# Israeli settlements



## seitt

Greetings

Please see:
http://en.wikipedia.org/wiki/Israeli_settlement

How can we translate “Israeli settlements”, please?

Best wishes, and many thanks,

Simon


----------



## Perseas

«Ισραηλινοί εποικισμοί». 
https://www.google.gr/search?q=ισρα...hannel=sb&gfe_rd=cr&ei=DFhPVI6FCcGF8QesxoCACQ


----------



## seitt

Many thanks, excellent.


----------



## ireney

The act of settling is εποικισμός. The house complex is οικισμός.


----------



## seitt

> The house complex is οικισμός.


Many thanks - could you give me a couple of example sentences with this word, please?


----------



## Andrious

παραδοσιακοί *οικισμοί* θεωρούνται οι *οικισμοί* που έχουν διατηρήσει αναλλοίωτη την εικόνα που είχαν στο παρελθόν καθώς και τον τοπικό τους χαρακτήρα.

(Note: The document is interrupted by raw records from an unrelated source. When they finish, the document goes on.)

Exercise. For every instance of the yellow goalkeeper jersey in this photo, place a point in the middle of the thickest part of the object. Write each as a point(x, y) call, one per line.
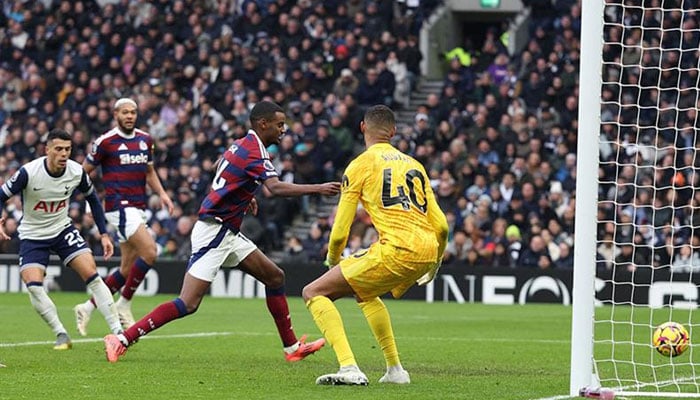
point(395, 190)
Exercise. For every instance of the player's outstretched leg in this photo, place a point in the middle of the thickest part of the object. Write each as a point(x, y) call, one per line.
point(136, 275)
point(303, 349)
point(379, 321)
point(328, 320)
point(294, 350)
point(116, 345)
point(47, 310)
point(83, 311)
point(348, 375)
point(63, 342)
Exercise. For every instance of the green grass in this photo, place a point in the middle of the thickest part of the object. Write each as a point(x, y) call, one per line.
point(453, 351)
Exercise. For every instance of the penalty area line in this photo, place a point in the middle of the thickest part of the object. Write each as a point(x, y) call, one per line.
point(153, 337)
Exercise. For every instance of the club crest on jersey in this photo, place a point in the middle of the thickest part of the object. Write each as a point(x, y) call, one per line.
point(50, 206)
point(128, 159)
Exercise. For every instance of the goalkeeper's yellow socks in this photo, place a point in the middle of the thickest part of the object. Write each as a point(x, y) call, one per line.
point(379, 321)
point(328, 320)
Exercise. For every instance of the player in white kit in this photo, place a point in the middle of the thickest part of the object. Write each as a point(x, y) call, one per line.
point(46, 185)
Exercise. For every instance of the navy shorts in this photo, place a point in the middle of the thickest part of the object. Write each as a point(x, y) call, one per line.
point(67, 245)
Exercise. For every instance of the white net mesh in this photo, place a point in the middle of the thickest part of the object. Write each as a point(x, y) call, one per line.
point(648, 216)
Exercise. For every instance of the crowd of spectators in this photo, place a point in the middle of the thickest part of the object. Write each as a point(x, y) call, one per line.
point(499, 140)
point(196, 68)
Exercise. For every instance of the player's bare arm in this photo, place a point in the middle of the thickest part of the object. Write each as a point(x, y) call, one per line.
point(279, 188)
point(153, 181)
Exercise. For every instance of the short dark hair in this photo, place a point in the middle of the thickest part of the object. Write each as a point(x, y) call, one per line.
point(380, 116)
point(58, 133)
point(264, 110)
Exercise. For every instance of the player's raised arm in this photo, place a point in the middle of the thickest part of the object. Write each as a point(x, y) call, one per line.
point(280, 188)
point(154, 182)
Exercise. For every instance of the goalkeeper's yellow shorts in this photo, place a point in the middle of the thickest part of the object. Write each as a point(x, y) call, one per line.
point(376, 271)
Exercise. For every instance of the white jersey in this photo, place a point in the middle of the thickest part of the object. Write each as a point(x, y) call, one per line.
point(46, 198)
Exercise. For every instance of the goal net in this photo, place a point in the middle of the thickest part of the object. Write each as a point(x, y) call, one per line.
point(637, 249)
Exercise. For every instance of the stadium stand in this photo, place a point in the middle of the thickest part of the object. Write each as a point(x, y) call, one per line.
point(498, 136)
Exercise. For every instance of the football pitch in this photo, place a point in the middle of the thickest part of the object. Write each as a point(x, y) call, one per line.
point(230, 349)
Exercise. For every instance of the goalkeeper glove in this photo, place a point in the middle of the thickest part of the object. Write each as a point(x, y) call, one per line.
point(430, 275)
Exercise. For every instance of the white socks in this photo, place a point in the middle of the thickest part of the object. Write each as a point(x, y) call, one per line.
point(105, 303)
point(45, 308)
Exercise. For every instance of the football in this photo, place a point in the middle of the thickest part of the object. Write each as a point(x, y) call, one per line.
point(670, 339)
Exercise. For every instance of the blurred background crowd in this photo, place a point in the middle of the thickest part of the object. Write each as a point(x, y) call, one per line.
point(499, 139)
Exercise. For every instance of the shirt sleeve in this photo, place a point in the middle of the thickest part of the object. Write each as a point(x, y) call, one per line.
point(16, 184)
point(350, 191)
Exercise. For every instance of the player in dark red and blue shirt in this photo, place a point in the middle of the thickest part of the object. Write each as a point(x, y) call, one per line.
point(217, 241)
point(125, 155)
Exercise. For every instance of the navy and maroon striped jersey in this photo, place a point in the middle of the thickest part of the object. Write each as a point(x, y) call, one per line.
point(242, 169)
point(124, 160)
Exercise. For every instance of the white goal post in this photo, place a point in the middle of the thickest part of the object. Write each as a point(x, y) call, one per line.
point(637, 228)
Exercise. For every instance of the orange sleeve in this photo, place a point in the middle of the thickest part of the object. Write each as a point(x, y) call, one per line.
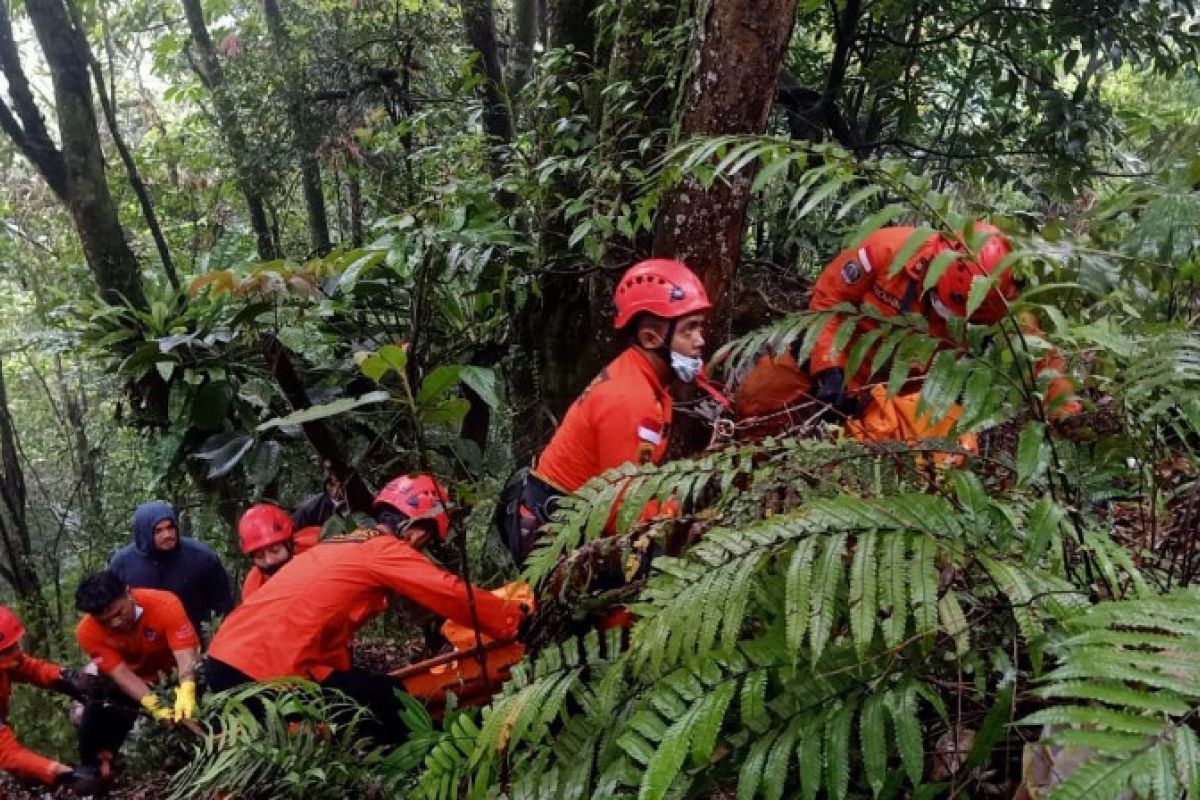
point(171, 614)
point(845, 280)
point(306, 537)
point(411, 575)
point(23, 762)
point(629, 427)
point(91, 641)
point(36, 672)
point(1060, 397)
point(252, 583)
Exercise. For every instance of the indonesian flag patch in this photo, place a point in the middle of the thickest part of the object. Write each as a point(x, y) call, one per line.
point(649, 431)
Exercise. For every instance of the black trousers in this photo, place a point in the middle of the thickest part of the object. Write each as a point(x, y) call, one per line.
point(376, 692)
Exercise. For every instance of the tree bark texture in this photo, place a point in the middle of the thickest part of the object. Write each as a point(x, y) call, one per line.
point(304, 132)
point(739, 48)
point(29, 133)
point(21, 570)
point(231, 128)
point(479, 19)
point(525, 23)
point(319, 435)
point(112, 262)
point(131, 168)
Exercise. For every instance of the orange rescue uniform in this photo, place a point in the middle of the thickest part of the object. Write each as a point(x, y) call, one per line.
point(301, 623)
point(624, 415)
point(147, 649)
point(861, 276)
point(301, 541)
point(15, 758)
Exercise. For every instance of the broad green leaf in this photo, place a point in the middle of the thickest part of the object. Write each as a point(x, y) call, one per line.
point(1030, 452)
point(863, 608)
point(325, 410)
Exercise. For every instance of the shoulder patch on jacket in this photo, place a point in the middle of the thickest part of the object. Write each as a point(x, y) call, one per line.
point(355, 536)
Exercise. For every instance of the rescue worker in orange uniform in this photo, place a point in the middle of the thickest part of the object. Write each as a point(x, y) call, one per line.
point(267, 536)
point(624, 415)
point(17, 667)
point(862, 276)
point(301, 623)
point(133, 636)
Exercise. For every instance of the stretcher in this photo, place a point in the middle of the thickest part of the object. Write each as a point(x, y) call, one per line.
point(461, 673)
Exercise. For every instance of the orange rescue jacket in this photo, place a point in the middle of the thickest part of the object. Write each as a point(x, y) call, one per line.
point(16, 758)
point(624, 415)
point(301, 623)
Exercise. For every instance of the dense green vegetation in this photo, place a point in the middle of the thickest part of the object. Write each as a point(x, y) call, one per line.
point(247, 245)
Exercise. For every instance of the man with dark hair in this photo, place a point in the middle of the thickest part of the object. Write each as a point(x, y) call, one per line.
point(159, 558)
point(133, 636)
point(18, 667)
point(268, 536)
point(301, 621)
point(624, 415)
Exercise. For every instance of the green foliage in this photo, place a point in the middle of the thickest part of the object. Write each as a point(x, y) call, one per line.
point(300, 744)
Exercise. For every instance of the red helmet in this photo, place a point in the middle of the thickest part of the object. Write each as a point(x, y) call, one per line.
point(11, 630)
point(263, 525)
point(954, 286)
point(418, 498)
point(661, 287)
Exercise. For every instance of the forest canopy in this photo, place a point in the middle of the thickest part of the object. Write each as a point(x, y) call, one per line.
point(250, 250)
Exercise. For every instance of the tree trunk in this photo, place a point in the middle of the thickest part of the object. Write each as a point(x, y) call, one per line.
point(739, 48)
point(571, 23)
point(91, 206)
point(354, 196)
point(29, 134)
point(636, 115)
point(279, 364)
point(209, 68)
point(131, 168)
point(525, 18)
point(304, 131)
point(21, 571)
point(479, 19)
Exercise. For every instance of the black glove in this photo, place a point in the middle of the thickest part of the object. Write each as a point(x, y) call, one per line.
point(831, 390)
point(75, 684)
point(81, 780)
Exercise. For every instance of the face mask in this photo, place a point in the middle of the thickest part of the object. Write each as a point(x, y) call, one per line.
point(940, 307)
point(687, 370)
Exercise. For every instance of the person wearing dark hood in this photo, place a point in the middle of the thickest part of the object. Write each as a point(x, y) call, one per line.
point(160, 558)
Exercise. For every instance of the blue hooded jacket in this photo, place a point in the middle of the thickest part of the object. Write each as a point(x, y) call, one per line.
point(192, 570)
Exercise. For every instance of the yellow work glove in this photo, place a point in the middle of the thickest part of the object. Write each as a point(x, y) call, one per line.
point(150, 703)
point(185, 701)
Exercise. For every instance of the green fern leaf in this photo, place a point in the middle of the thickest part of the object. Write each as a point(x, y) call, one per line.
point(708, 721)
point(863, 609)
point(954, 623)
point(811, 761)
point(1099, 780)
point(754, 701)
point(669, 758)
point(828, 579)
point(1187, 759)
point(774, 774)
point(750, 775)
point(893, 582)
point(1119, 695)
point(901, 705)
point(838, 751)
point(1108, 719)
point(1012, 582)
point(873, 734)
point(923, 584)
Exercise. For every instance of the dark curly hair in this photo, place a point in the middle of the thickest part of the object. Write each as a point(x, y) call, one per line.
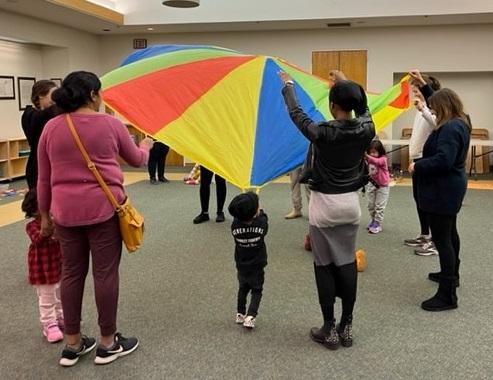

ο προϊστορικός *οικισμός* του δισπηλιού βρίσκεται στη θέση nησί, στη νότια όχθη της λίμνης της kαστοριάς.

νεολιθικοί *οικισμοί* έχουν βρεθεί σχεδόν σε όλη την ελλάδα.


----------



## Perseas

For what it's worth: 
In principle «οικισμός» = "settlement". However, as far as «εποικισμός» is concerned, it means both the act and the result of settling (according some dictionaries, eg. Triandaphyllides' online dictionary).

Also in the entry «εποικισμός» of Babiniotis' dictionary is mentioned (among others) that _behind this kind of settling are political, military, financial interests etc. and it usually takes place after annexation of territories with military means or treaties etc... _(translation is mine)
On the other hand, «οικισμός» lacks those connotations, it has more neutral content.


----------



## seitt

Thank you very much indeed - indeed most enlightening.


----------